More than nine years after the Deepwater Horizon spill, oil can still be found buried deep in the sand along hundreds of miles of the Gulf Coast. Now, scientists have discovered that these clumps of oil and sand could take at least 30 years to decompose, according to recent research published in the journal Scientific Reports.
The research, led by ecologists at Florida State University, conducted a three-year study of oil buried in the white sands of Pensacola Beach in northwest Florida. Previous studies had found that small droplets of oil decay within a year of washing ashore, broken down by sand-dwelling microbes. But larger, golf ball-sized clumps of oil — the most common size found along Gulf Coast beaches — take roughly three decades to decompose entirely, the new study found. Larger clumps would take even longer, the scientists said.
“After the Deepwater Horizon spill, we found sediment-oil agglomerates at Pensacola Beach that were the size of an office printer, and even larger,” Markus Huettel, a marine ecologist at Florida State University, said in a statement. “After burial, these would persist in the beach much longer than our golf ball-size agglomerates.”
Huettel and his colleagues found that if not located on a beach — with its unique microbes, sediment transfer, and water and air circulation — similar-sized oil clumps would take more than three times longer to break down.
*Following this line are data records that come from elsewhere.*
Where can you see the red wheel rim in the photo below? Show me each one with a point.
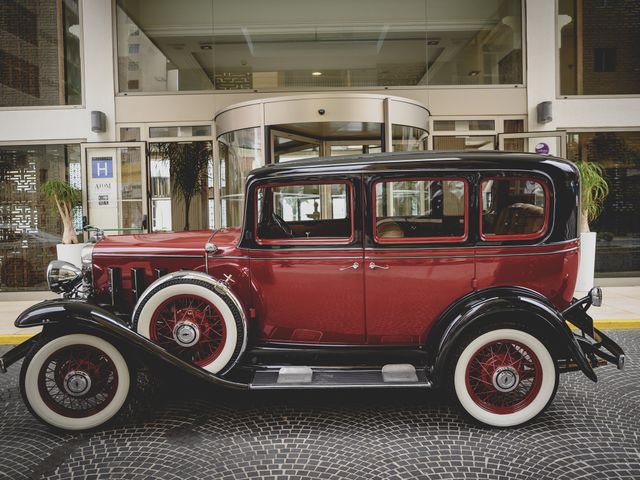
(491, 372)
(199, 314)
(78, 381)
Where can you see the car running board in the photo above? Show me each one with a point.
(301, 377)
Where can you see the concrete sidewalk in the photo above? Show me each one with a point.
(620, 309)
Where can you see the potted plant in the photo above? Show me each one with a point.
(65, 197)
(594, 191)
(188, 164)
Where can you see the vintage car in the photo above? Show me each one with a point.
(406, 270)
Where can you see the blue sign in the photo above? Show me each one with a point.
(101, 167)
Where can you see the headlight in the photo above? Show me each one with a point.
(63, 276)
(87, 256)
(596, 296)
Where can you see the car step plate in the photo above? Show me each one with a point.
(300, 377)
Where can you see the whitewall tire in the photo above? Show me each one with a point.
(505, 377)
(192, 321)
(75, 382)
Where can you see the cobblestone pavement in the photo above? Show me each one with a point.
(190, 431)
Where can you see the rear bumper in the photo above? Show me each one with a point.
(597, 347)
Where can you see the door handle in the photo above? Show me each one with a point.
(354, 265)
(373, 266)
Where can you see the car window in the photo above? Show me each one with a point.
(420, 210)
(513, 207)
(304, 211)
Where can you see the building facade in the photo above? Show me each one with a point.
(255, 82)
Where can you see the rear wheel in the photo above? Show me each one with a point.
(504, 377)
(75, 382)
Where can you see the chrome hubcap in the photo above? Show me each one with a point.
(505, 379)
(77, 383)
(186, 334)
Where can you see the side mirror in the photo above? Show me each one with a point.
(596, 296)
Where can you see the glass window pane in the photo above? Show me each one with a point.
(240, 152)
(30, 227)
(463, 125)
(257, 45)
(513, 207)
(598, 47)
(308, 211)
(618, 226)
(182, 131)
(420, 209)
(408, 139)
(464, 142)
(40, 53)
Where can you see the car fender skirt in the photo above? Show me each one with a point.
(72, 316)
(505, 303)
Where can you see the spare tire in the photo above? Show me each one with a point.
(194, 317)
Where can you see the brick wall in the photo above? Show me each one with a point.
(613, 24)
(29, 54)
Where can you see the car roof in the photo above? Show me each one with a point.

“The beach, breathing in tidal rhythm, can be compared to a large organism that aerobically ‘digests’ the organic matter — including oil — by inhaling oxygen and exhaling carbon dioxide,” Huettel said. “The apparent cleanness of the sand that we all enjoy when going to the beach is a reflection of the effective beach biocatalytic decomposition process that removes degradable material in a relatively short time.”